The CNIL has imposed a 50 million euro fine on Google on the grounds that the it lacks transparency, consent and satisfactory information for users.
On the 25th and 28th of May 2018, Google was criticised for failing to provide a valid legal basis for processing personal data, in particular for the purposes of personalised ads.
The CNIL’s sanction is based on three key problem areas:
- Lack of transparency: The CNIL has argued that relevant information is not easily accessible to Google’s users because it is scattered and hidden.

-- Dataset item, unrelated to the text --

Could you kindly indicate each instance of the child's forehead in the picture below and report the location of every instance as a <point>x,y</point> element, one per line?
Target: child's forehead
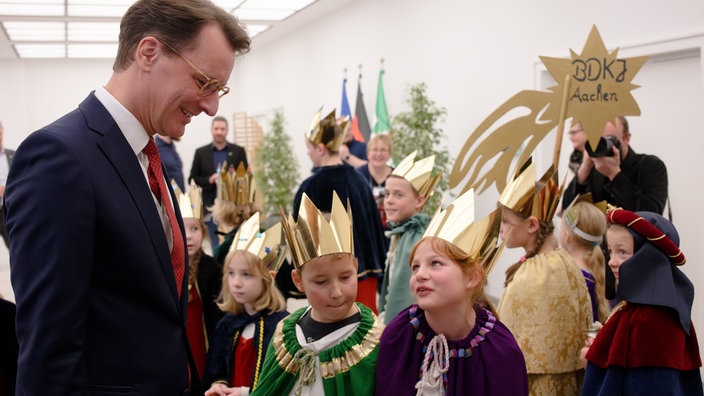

- Deficiencies in information: According to the CNIL, there is a vagueness and ambiguity in the drafting of basic information around data processing.
- Lack of consent: A lack of legal basis for the processing of data for personalised advertisements is included in the deficiencies already described, since the CNIL considers that the information provided to the user in this sense is not sufficient. In addition, the withdrawal options are neither clear nor easy to access, and consent is marked by default, without the user’s positive action.
Crucially, this is the first time that the CNIL has had to apply the maximum penalty allowed under the General Data Protection Regulation (GDPR). Critics have argued that the fine and associated press coverage are to be expected due to the seriousness of the breach. Similarly, since the tech giant’s economic model is partly based on the personalisation of advertisement, many agree that google should take a degree of responsibility to be compliant in that area.
The CNIL was competent to deal with this case under article 56 in relation to articles 61 and 62 of GDPR, after deriving from the acts of cooperation between European authorities that Google did not have a principal establishment in the EU territory.